Localization and expression of CHST6 and keratan sulfate proteoglycans in the human cornea

卢米坎 硫酸可拉坦 角膜 生物 分子生物学 蛋白多糖 间质细胞 糖胺聚糖 基质 上皮 细胞外基质 细胞生物学 免疫组织化学 生物化学 免疫学 癌症研究 遗传学 神经科学 多糖
作者
Enzo Di Iorio,V. Barbaro,Nicola Volpi,Marina Bertolin,Barbara Ferrari,Adriano Fasolo,Renato Arnaldi,Paolo Brusini,Giovanni Prosdocimo,Diego Ponzin,Stefano Ferrari
出处
期刊:Experimental Eye Research [Elsevier]
卷期号:91 (2): 293-299 被引量:26
标识
DOI:10.1016/j.exer.2010.06.001
摘要

Macular corneal dystrophy (MCD; OMIM 217800) is a rare autosomal recessive inherited disorder caused by mutations in the carbohydrate sulfotransferase 6 (CHST6) and characterised by the presence of unsulfated keratan sulfate proteoglycans (KSPGs) forming abnormal deposits that eventually lead to visual impairment. The aim of this study is to understand in which corneal cells CHST6 and KSPGs are expressed and exert their activity. Expression and localization of CHST6, keratan sulfate (KS) and proteins of the KSPGs, such as mimecan and lumican, were assessed both in human cornea sections and in cultured primary keratinocytes (n = 3) and keratocytes (n = 4). Immunohistochemistry, semiquantitative RT-PCR, in situ RNA hybridization and HPLC analysis of glycosaminoglycans were used as read-outs. In human corneas KS was predominantly found in the stroma, but absent, or barely detectable, in the corneal epithelium. A similar pattern of distribution was found in the epidermis, with KS mainly localised in the derma. As expected, in the cornea CHST6 (the gene encoding the enzyme which transfers sulfate residues onto KSPGs) was found expressed in the suprabasal, but not basal, layers of the epithelium, in the stroma and in the endothelium.

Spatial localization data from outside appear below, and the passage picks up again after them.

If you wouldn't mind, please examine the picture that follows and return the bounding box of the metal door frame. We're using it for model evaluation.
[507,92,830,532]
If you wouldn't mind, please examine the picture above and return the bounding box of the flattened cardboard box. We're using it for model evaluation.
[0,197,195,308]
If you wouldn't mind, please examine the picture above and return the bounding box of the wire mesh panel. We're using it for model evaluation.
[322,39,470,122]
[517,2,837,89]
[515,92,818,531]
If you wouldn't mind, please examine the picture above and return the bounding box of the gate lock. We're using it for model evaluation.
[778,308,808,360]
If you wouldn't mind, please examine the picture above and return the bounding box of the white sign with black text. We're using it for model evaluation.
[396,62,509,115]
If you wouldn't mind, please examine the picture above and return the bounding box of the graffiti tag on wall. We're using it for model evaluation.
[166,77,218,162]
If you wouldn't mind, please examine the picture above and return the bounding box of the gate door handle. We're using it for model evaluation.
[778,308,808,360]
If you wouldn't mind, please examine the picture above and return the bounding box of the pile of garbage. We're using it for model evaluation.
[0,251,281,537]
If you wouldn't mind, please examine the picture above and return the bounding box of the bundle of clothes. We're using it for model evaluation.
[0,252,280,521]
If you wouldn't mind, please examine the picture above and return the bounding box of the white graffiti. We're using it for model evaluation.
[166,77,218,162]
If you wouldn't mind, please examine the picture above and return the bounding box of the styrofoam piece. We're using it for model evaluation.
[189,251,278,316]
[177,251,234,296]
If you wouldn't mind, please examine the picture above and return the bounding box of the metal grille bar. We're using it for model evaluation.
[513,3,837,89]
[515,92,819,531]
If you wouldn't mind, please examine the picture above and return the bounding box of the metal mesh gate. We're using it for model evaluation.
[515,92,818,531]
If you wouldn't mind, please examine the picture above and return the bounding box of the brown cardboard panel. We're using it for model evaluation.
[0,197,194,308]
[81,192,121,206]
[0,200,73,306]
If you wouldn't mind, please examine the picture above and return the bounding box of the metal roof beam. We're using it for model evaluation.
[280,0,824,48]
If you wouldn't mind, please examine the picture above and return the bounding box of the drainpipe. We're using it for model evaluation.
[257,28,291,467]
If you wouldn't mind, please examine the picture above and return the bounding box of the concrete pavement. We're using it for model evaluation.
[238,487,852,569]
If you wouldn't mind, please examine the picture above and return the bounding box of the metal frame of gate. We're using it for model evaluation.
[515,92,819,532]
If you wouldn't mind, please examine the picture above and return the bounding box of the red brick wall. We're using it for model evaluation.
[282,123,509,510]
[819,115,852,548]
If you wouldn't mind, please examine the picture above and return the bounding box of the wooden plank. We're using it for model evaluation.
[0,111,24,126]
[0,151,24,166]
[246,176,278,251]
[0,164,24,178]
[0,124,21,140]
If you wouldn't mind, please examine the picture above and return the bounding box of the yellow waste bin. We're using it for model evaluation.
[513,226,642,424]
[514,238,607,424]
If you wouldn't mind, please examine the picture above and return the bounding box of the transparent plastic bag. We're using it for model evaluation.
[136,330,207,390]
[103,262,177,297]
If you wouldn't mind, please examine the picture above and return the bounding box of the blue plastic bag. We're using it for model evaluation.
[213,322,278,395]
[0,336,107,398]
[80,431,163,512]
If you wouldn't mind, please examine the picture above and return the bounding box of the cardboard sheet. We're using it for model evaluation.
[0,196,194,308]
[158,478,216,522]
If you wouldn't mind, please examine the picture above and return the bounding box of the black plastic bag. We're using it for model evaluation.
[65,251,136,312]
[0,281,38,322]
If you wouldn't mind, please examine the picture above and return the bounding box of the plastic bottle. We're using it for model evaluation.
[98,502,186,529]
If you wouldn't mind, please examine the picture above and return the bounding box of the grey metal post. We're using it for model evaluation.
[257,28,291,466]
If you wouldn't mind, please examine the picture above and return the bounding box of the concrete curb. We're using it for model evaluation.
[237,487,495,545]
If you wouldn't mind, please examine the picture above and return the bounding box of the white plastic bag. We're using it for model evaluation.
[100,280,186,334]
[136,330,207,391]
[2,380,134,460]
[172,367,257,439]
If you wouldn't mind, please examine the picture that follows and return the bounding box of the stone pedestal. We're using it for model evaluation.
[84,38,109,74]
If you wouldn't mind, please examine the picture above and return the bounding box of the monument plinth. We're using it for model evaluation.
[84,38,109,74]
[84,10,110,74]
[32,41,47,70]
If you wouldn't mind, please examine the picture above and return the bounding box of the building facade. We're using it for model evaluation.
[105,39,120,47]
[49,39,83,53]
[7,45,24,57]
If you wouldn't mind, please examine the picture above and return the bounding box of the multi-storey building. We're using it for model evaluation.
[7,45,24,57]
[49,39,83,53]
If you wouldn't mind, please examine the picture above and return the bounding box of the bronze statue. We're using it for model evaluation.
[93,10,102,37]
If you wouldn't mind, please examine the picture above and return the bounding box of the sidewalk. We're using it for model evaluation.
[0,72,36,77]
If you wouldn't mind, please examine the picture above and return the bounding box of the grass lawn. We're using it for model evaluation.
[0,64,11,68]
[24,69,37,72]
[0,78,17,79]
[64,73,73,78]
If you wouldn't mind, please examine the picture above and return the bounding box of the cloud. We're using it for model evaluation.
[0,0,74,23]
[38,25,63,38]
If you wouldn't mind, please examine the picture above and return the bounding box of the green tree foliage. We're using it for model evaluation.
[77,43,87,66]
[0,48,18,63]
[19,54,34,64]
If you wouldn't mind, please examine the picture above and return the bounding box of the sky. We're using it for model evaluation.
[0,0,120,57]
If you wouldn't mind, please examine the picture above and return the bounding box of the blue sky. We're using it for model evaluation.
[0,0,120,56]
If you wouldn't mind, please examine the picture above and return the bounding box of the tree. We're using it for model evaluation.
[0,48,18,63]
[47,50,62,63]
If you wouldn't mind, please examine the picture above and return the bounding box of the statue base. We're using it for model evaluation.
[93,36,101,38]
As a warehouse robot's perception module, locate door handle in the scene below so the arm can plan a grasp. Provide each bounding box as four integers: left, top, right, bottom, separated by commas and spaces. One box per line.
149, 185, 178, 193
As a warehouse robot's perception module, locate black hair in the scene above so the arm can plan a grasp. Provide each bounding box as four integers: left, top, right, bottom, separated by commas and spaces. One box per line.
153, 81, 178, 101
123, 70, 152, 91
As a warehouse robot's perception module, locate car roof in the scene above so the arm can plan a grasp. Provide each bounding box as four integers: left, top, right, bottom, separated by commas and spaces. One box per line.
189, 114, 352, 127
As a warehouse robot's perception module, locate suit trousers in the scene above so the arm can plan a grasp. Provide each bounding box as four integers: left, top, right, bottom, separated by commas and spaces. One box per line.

Analyses of KS by means of HPLC showed that in vitro cultured stromal keratocytes express and secrete more KS than keratinocytes, thus mirroring results observed in vivo. Similarly expression of the CHST6 gene and of KS proteoglycans such as mimecan, lumican is limited to stromal keratocytes. Unlike keratocytes, corneal keratinocytes do not synthesize mimecan or lumican, and express very little, if none, CHST6. Any drug/gene therapy or surgical intervention aimed at curing this rare genetic disorder must therefore involve and target stromal keratocytes. If coupled to the accuracy of HPLC-based assay that we developed to determine the amount of KS in serum, our findings could lead to more targeted therapeutic treatments of the ocular features in MCD patients.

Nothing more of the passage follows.